The other candidates agreed, saying the best way to prepare a student for college or career is to offer as many college and vocational courses as possible.
Thompson said Parkway also needs to look into offering online courses for foreign language and electives to allow students more options without needing to hire another staff member or worry about enrollment numbers. The other candidates agreed.
• What can the school do to better prepare students for college or a career?
The candidates reiterated the need for Advanced Placement and dual enrollment classes along with vocational opportunities. They also agreed students need to start preparing for their futures before their junior years, perhaps as early as seventh grade.
Samples said students also need to be career aware. He suggested educating students on the number of different jobs and companies in the area and elsewhere.
"I think if we get the students out to see what there is industry-wise, career-wise, ... I think any way we can allow a student to get ... a broad view of what careers and opportunities there are out there, the better off it is."
Lyons said the key to preparing a student for college or career is offering more one-on-one time with the guidance counselor.
"I really think that the guidance counselor, starting sophomore year, maybe freshmen, should spend one-on-one time with a child and assess them and see, because at that age they don't know what it takes to get a better education and go to college," he said. "You don't have to be a 4.0, you don't have to have a big bank account."
• What can you do to ensure a safe learning environment?
All candidates agreed the school already has an effective safety policy and lockdown procedure in place. They said the key is to actively practice that policy and run regular drills.
For safety reasons, the school does not share the details of the policy with the public, Burtch added.

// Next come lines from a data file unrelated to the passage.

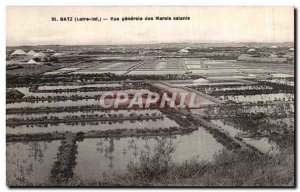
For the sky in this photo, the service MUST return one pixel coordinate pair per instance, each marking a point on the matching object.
(33, 25)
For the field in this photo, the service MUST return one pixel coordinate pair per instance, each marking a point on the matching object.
(57, 132)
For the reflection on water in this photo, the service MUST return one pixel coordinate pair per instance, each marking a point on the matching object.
(263, 144)
(99, 158)
(30, 162)
(93, 126)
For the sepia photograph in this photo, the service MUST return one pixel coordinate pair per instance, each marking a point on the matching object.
(150, 96)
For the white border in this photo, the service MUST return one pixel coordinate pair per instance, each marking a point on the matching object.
(5, 3)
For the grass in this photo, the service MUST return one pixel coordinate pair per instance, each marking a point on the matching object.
(239, 168)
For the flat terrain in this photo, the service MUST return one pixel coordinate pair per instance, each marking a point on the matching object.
(57, 133)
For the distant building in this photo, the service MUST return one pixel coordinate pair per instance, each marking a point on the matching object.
(39, 55)
(31, 52)
(251, 51)
(183, 51)
(31, 61)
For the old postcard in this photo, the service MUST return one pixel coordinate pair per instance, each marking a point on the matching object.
(150, 96)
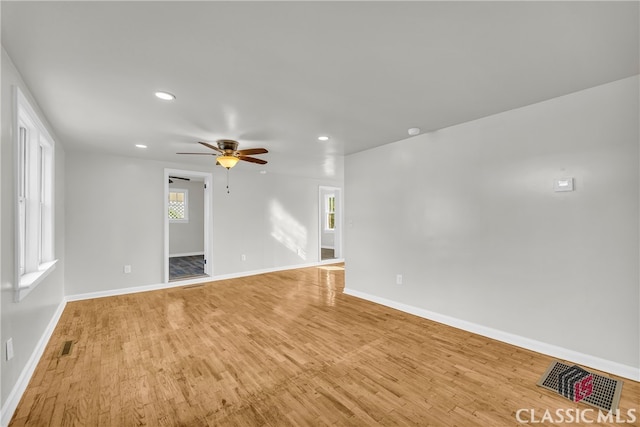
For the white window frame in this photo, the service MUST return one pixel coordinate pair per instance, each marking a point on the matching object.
(186, 205)
(34, 163)
(327, 212)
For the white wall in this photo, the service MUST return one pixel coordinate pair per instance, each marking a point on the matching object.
(469, 217)
(27, 320)
(115, 217)
(188, 237)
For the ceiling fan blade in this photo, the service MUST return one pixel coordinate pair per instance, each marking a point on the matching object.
(251, 151)
(253, 160)
(213, 147)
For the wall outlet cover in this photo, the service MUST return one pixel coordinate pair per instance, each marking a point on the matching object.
(563, 184)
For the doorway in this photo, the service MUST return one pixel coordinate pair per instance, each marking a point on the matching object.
(188, 231)
(330, 223)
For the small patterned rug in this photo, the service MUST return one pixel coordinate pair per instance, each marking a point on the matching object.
(580, 385)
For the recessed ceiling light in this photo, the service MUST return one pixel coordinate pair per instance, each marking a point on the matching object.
(165, 96)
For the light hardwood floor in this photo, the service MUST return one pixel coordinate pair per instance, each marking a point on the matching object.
(278, 349)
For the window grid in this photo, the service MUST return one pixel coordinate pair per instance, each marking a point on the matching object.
(178, 207)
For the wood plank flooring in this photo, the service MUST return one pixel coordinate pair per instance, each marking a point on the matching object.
(279, 349)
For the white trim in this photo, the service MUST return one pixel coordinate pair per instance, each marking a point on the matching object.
(186, 254)
(179, 283)
(16, 393)
(630, 372)
(29, 281)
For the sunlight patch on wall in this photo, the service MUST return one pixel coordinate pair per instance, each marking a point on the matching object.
(287, 230)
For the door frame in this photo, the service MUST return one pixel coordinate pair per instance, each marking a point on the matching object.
(207, 177)
(337, 237)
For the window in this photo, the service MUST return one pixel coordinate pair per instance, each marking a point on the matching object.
(178, 205)
(34, 162)
(330, 212)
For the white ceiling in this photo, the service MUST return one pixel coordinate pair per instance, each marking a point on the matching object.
(279, 74)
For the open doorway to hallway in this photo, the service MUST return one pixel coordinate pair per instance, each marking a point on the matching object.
(188, 231)
(330, 223)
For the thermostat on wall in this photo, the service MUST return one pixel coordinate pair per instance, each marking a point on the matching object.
(563, 184)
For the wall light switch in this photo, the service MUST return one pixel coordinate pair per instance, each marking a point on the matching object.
(563, 184)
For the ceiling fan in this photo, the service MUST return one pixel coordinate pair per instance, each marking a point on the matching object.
(228, 154)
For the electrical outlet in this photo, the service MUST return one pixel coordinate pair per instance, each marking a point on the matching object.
(10, 349)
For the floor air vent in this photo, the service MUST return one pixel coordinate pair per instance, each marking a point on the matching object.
(66, 348)
(605, 391)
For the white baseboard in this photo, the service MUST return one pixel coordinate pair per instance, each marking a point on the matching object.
(18, 389)
(594, 362)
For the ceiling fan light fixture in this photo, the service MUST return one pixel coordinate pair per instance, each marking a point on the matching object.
(227, 161)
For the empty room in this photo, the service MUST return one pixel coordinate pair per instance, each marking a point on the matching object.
(320, 213)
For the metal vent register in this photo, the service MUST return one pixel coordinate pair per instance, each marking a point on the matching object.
(606, 391)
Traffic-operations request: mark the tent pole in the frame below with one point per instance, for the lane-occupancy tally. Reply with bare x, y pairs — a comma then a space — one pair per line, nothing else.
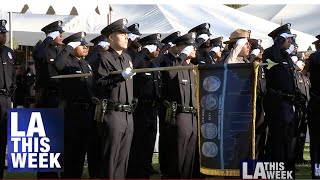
10, 26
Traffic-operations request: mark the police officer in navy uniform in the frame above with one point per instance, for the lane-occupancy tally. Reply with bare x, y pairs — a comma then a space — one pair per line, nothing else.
147, 90
117, 89
313, 106
134, 36
167, 61
77, 98
279, 99
101, 45
47, 89
7, 87
182, 128
216, 49
203, 42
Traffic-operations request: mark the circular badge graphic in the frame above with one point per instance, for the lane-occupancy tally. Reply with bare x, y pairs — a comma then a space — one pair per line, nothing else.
211, 83
209, 102
209, 130
209, 149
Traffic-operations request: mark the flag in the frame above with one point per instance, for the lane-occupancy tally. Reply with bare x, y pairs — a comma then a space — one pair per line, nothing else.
226, 117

However, the community needs to support that policy and work together. Samples and Lyons said every community member needs to do his or her part in collaboration to prevent a disaster.
• Should the school's dress code be modified to reflect changing styles or should uniforms be worn?
All candidates said the district's current dress code is proper and in place for a reason.
"We don't need to be showing any more skin," Lyons said.
Lyons, Thompson and Samples said they don't see a need for uniforms. Burtch, however, said she would approve uniforms if teachers and administrators spent too much time enforcing the dress code.
• What do you think of the retire-rehire policy?
All candidates said rehiring a retired educator should be dealt with on a case-by-case basis. If the staff member has proven to be an invaluable member of the district or if rehiring would save the district money, it should be considered.
Thompson said districts should work to "keep terrific teachers around as long as we can," however, the district also needs to focus on recruiting the best young talent.
Lyons agreed and said on most occasions he believes when a teacher retires, he or she should be done.